だが中には伯爵、公爵などという身分を持ってはいるものの、その財力を失いかけて落ちぶれかけた連中もいる。


この中の何処かに、腹心の友だと笑いかけてくれていた男は来ているのか‥?


俺の目の前で心底大事にしていたであろう情人に冷たい仕打ちを受け、挨拶も出来ずに屋敷に引き取ったと、後から聞いた。

その後、臥せていたとも‥風の噂を聞いていた。


愚かな男だ‥。


それほどまでに大切な者を、俺に見せようなどと馬鹿な考えを起こしたばかりに、その者を失ってしまった気の毒な雅紀。


あの者の淫欲に満ちた身体がさぞかし恋しかろう。

夜な夜な慾に濡れた眼差しに誘われ、淫らな孔の与える快楽に溺れていたのだから、その喪失たるや、いかほどだったろう。


あの日の慾で穢れた藍天鵞絨を送りつけてやったことで、少しは諦めもついたろうか‥。

それとも、さらに失望を深めただろうか‥。


俺は大理石でできた階段を上がり、吹き抜けから入り口を見下ろすことのできる場所に立つと、次々に扉をくぐる御仁たちを眺めていた。

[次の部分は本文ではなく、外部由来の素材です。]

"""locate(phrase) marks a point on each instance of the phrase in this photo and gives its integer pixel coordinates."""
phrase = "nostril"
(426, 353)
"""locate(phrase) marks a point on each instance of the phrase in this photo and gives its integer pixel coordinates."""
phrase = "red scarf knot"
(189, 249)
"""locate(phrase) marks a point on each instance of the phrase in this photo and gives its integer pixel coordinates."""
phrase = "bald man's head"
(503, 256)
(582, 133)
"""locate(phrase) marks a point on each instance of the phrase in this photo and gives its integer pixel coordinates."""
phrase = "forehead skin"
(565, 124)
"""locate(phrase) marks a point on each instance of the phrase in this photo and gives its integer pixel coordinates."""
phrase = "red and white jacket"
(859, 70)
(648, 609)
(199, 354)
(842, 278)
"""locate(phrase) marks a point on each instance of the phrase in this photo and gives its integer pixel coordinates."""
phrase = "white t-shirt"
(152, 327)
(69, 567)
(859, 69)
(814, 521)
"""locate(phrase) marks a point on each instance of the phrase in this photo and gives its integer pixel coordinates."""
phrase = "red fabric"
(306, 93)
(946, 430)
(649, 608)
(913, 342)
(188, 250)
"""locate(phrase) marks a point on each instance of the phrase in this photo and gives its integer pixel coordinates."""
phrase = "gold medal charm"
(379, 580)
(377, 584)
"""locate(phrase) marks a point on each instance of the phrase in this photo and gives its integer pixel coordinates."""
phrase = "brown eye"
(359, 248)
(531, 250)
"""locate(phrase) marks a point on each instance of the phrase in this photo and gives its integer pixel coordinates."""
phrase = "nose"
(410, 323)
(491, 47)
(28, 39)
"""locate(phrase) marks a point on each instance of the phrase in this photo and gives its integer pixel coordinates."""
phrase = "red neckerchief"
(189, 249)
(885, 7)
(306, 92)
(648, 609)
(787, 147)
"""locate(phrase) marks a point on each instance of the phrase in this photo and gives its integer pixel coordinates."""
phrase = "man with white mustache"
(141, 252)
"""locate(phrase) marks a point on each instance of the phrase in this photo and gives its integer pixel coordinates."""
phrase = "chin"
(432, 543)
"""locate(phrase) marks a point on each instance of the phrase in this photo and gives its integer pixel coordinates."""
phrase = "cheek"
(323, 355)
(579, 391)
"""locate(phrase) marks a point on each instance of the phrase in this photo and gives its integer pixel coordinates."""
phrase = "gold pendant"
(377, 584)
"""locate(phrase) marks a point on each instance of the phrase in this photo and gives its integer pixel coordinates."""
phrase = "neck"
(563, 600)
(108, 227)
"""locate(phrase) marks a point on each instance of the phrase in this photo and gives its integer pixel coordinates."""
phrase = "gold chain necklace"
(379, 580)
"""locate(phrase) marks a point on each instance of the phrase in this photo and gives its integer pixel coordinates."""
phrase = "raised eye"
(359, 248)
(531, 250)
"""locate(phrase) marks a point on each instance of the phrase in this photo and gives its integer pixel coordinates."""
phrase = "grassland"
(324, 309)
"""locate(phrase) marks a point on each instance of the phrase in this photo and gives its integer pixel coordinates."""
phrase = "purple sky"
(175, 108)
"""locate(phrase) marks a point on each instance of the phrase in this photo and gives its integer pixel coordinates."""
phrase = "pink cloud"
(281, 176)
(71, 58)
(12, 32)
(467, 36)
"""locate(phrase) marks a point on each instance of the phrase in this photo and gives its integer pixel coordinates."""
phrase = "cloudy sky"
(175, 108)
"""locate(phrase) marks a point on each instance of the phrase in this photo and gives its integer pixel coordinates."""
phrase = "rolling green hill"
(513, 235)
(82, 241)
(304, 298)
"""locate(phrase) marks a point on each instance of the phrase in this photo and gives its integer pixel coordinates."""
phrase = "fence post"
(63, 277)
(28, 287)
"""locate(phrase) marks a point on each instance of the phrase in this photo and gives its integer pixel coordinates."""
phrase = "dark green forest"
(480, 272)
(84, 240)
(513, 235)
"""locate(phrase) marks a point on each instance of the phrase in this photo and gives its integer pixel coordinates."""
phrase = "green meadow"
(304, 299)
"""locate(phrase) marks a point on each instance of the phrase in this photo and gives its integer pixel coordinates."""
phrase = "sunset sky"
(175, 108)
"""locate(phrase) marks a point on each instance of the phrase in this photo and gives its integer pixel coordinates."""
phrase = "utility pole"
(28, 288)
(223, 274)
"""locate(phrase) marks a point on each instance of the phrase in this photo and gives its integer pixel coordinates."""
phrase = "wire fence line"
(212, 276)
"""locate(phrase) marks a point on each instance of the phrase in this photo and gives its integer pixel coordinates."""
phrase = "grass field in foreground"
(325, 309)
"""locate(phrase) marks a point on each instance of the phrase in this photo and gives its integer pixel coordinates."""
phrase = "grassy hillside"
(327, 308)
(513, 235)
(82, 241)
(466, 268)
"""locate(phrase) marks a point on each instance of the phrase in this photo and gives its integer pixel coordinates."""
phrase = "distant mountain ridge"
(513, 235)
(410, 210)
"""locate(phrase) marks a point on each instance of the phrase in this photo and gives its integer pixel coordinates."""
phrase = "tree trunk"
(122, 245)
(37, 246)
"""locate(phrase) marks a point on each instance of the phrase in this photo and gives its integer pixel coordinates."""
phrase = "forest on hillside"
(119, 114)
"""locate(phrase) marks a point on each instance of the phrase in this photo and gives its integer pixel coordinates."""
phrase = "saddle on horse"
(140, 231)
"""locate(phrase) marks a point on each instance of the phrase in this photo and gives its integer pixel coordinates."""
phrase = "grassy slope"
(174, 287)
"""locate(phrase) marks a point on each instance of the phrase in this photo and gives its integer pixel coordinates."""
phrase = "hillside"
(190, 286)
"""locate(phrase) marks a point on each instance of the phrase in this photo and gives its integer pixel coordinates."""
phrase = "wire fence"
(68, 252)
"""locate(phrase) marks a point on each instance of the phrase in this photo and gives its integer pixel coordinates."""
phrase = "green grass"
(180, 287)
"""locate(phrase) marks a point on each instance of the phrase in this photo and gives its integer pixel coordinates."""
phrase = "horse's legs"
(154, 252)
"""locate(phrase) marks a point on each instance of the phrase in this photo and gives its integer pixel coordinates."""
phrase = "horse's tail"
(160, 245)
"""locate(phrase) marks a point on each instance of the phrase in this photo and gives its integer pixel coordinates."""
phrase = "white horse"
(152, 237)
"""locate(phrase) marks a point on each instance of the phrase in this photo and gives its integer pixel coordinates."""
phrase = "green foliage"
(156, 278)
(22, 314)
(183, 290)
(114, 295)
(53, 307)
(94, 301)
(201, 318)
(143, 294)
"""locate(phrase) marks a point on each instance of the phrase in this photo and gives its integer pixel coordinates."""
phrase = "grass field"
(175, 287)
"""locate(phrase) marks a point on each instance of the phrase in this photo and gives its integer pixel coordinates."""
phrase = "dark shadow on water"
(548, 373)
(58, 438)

すると‥厳格そうな年配の男に続いて、それとは対照的に穏やかな笑みを浮かべた若い男が、周りの者と会釈を交わしながら入ってくるのが見えた。


‥‥来たか。


もしかしたら来ないのではないかと思っていた男の登場に、ぞくりと背筋が震えた。


あいつは俺を探すだろうか。

そして自分の情人を奪い取った俺を見つけて、どんな表情(かお)をするのだろう。


目を逸らし、逃げるのか‥

嫉妬に燃える目で、俺を焼き尽くそうとするのか。

愉しみだよ‥雅紀。


大野智に狂わされたお前に会えることが、こんなにも俺の心躍らせるとは思わなかった。


‥‥知りたいか‥?

今、あの者がどうしているかを‥

昼間でも薄暗い屋根裏部屋で、何をしているのか‥


俺は淫欲に染まった身体を仰け反らせ、もっと乱れたいと喘ぐ男の姿を思い出しながら、階下にいる雅紀を見ていた。